The chart uses appropriate time buckets based on the selected period (hourly for 24h, daily for longer periods).

Recent Conversations

A quick-access list of the most recent conversations, showing:

Channel name
Message count
The agent’s first reply (truncated)
Relative timestamp

Click any conversation to jump directly to the full detail view.

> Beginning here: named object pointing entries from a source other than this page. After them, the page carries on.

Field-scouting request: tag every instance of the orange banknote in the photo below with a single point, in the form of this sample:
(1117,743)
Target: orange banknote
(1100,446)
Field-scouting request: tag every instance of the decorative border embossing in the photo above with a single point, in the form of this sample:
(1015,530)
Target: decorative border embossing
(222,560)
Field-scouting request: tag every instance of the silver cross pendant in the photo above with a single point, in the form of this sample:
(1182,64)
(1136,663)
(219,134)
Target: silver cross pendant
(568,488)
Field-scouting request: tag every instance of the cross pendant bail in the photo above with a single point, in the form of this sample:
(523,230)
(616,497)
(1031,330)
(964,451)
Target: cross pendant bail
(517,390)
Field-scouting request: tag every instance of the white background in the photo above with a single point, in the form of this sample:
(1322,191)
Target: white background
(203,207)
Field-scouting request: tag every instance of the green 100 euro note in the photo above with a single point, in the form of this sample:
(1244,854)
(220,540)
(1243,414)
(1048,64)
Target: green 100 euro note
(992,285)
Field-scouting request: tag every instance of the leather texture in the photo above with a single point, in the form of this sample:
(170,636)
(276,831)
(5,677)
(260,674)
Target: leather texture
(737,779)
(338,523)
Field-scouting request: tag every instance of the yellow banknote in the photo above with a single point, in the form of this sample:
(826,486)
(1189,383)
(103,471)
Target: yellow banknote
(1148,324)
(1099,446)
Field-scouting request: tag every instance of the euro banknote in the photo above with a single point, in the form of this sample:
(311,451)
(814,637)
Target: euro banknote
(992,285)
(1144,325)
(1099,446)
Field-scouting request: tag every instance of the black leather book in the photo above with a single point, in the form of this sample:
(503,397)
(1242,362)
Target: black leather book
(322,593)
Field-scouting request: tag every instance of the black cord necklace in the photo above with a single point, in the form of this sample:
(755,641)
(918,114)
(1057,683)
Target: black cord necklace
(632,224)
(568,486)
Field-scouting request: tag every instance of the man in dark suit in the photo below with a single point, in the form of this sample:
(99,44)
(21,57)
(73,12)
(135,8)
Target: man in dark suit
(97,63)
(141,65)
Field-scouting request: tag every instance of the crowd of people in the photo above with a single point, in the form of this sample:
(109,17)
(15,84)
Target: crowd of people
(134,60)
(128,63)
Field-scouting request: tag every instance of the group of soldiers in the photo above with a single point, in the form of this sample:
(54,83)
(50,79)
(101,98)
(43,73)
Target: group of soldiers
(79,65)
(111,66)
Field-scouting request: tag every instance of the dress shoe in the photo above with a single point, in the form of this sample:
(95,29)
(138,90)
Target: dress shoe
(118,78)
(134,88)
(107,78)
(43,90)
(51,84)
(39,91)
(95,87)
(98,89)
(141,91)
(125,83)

Agent dashboard with stats cards, time-series chart, and recent conversations

Product Analytics

Behind the scenes, the platform tracks 23+ typed analytics events via PostHog, covering:

Agent lifecycle – Created, deleted, cloned
Knowledge operations – Sources added, edited, deleted
Configuration changes – Behavior updates, model selection
Channel operations – Created, updated, branding changes
Evaluation events – Added, modified, removed
Test runs – Started, completed
Conversations and messages – New conversations, messages sent/received

All agent-scoped events are tagged with the agent ID for group analytics, so you can analyze usage patterns per agent.

What to Monitor

Daily Health Check

Success rate – Is it stable, improving, or declining? A sudden drop usually means something changed – new knowledge, modified behavior, or a new type of user question.
Message volume – Are people using the agent? Declining volume after initial launch could mean the agent isn’t providing enough value, or it could mean it’s answering questions so well that users don’t need to come back.
Recent conversations – Scan the first replies. Do they sound right? A quick daily review catches issues faster than waiting for user complaints.

Weekly Deep Dive

Conversation inspection – Pick 5–10 conversations and inspect them fully. Check retrieval quality (are the right chunks being found?), evaluation scores (are any evaluations consistently near the threshold?), and response quality (does the agent sound right?).
Failed evaluations – Look for patterns. Are users consistently triggering the same evaluation? That might mean your agent needs a behavior update, or the evaluation criteria needs refining.
Knowledge gaps – Look for conversations where the agent couldn’t find relevant knowledge. These are opportunities to add new sources.

Monthly Review

Trend analysis – How have metrics changed over the month? Compare success rates, volumes, and user counts.
Evaluation tuning – Review thresholds. Are evaluations too strict (blocking valid responses) or too lenient (letting bad responses through)?
Knowledge freshness – Is your knowledge base still current? Website content changes, documents get updated. Schedule periodic re-crawls or source updates.

Tips

Inspect before you tweak. Before changing behavior configuration or knowledge sources, look at real conversations. The gap between what you think is happening and what’s actually happening is often surprising.
Use the success rate as your guide. Everything else is a diagnostic tool to explain why the success rate is what it is. If it’s high, you’re doing well. If it’s low, dig into conversations to understand why.
Filter by channel. Different channels serve different audiences. Your docs site embed might perform differently than your sales page embed. Filter conversations by channel to get actionable insights.
Check retrieval scores. If retrieved chunks consistently have low relevance scores, your knowledge base might not contain what users are asking about. High scores with wrong chunks might mean your content needs restructuring.
Read the evaluation reasoning. The evaluator explains its scoring. “Scored 0.4 because the response mentioned a specific delivery date not found in the knowledge base” tells you exactly what to fix.
Look at the compact summaries. The chunks · sources · iterations · tool calls · tokens summary on each message tells you at a glance whether a response involved heavy knowledge retrieval, tool usage, or multiple reasoning iterations. Unusual patterns stand out quickly.